The 5,000 year old sarsen stones of Stonehenge have been temporarily illuminated with the faces of eight committed individuals from heritage projects across the UK. Their work throughout the COVID-19 pandemic has been supported by National Lottery funding.
“Without the graft and tireless effort of these wonderful people, our much-loved heritage would be more at risk than ever this year.”
Sir Tony Robinson
The projections mark the first time that the stones at the world-renowned site have been dedicated to individual members of the public.
A video projection of Sir Tony Robinson, prohibited from attending the display in person due to current restrictions, introduced the eight heritage heroes. Watch a video below.
He said: “I love the fact that Stonehenge is being lit up as a tribute to some of the nation’s key project workers and volunteers, letting the public know about the hard work they’ve been doing to keep our heritage accessible to everyone using National Lottery funding.
“Without the graft and tireless effort of these wonderful people, our much-loved heritage would be more at risk than ever this year.”
72% of adults said outdoor spaces had had a positive effect on their mental wellbeing this year, whilst 43% said that heritage sites make them feel more relaxed and less anxious in difficult times.
The eight heritage heroes
James Rodliff

English Heritage’s James Rodliff is Operations Manager at Stonehenge.

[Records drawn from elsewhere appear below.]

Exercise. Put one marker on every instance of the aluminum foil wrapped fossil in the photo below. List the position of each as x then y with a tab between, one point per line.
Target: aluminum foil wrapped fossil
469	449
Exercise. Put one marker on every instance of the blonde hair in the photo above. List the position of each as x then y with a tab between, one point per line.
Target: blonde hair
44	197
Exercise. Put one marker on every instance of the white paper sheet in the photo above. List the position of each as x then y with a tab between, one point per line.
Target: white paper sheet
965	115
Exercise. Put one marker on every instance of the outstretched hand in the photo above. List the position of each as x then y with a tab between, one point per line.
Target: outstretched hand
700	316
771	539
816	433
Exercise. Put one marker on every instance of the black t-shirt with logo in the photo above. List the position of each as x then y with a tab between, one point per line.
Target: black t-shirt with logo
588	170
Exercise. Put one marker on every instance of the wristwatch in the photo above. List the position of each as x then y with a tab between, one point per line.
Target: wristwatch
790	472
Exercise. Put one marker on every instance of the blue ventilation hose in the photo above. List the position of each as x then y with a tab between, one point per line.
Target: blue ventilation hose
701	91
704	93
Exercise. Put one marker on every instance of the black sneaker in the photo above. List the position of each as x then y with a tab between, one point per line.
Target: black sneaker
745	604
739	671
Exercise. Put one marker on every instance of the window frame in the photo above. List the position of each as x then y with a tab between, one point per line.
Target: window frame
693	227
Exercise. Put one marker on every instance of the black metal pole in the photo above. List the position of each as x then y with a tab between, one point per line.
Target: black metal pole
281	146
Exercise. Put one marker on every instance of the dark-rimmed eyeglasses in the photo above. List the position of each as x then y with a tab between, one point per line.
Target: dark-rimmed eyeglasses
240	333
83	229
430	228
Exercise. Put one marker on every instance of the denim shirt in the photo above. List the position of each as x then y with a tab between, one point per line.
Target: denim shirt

Without any visitors to the iconic site, and with 92% of the Stonehenge team furloughed, James worked with a small team throughout lockdown to ensure the care and conservation of the monument.
James was instrumental in planning for the safe re-opening of the site in early July.
He commented, “I’m surprised and humbled by this recognition from The National Lottery. I certainly didn’t expect to turn up to work and see my face up in lights.
“English Heritage has worked exceptionally hard – at Stonehenge and the hundreds of historic sites in our care – to look after these inspiring places and to welcome back people safely to them.”

Mick Byrne
Mick is one of many volunteers that strive to provide a world class visitor experience at the National Memorial Arboretum in Staffordshire – the UK’s year-round centre of remembrance, freely open to all. The team have provided socially distanced walks and ensured the stories of the fallen could continue to be told.

William Colvin
William has worked hard to transform the deconsecrated Cushendun Old Church, located in an isolated village on Northern Ireland's Antrim Coast, into a community arts and heritage venue and keep it open to members during lockdown.

Uzo Iwobi OBE
Uzo is the founder of Race Council Cymru Wales. She led the first ever Black History Wales 365 initiative, an ambitious year-long cultural programme of events, and provided invaluable support to grassroots ethnic minority communities during the pandemic.

Susan Pitter
Susan is Eulogy Programme Director & Curator at the Jamaica Society, which provides a voice to unheard and sometimes challenging stories of the Jamaican community in Leeds. She recently curated a gallery of 40 images of residents from the 1940s and 1960s – turning them from black and white into colour – for the online ‘Back to Life’ exhibition.

Luke Strachan
Luke is the CEO of Wild Things in north east Scotland. His work on the pioneering Silver Saplings project has helped whole communities and vulnerable older people, including care home residents, take part in nature-based activities, tackling isolation, loneliness and immobility.

Lee Turner
The Penllergare Trust works towards restoring the Penllergare Valley Woods in south Wales. Lee has run the project throughout the pandemic, keeping the woods open and safe for visitors during lockdowns and beyond.

Jade West
Jade is Volunteer Co-ordinator at the The Skylark IX Recovery Trust in West Dunbartonshire, Scotland. She has played a vital part in enabling the charity to continue providing training and skills development for recovering drug addicts during lockdown. They are helping to restore a Dunkirk Little Ship which rescued over 600 men during the Second World War.
Paying tribute to all heritage workers
“I would like to thank each and every one of them for their passion, commitment and the profound and positive impact they are having on the sector."
Ros Kerslake CBE, Chief Executive of The National Lottery Heritage Fund
The National Lottery has helped fund almost 1,000 heritage sites and projects across the UK in response to the pandemic.
Their new research, released today, found that 72% of adults said outdoor spaces had had a positive effect on their mental wellbeing this year, whilst 43% said that heritage sites make them feel more relaxed and less anxious in difficult times.
Ros Kerslake CBE, Chief Executive of The National Lottery Heritage Fund, said: “The National Lottery is playing a crucial role in supporting heritage sites and projects during the crisis, but it’s the important work of the thousands of amazing individuals, some of whom we are celebrating and honouring today, that keep these places going and make our visits memorable.
“I would like to thank each and every one of them for their passion, commitment and the profound and positive impact they are having on the sector.
“None of this would have been possible of course without National Lottery players, who raise around £30million each week for good causes.”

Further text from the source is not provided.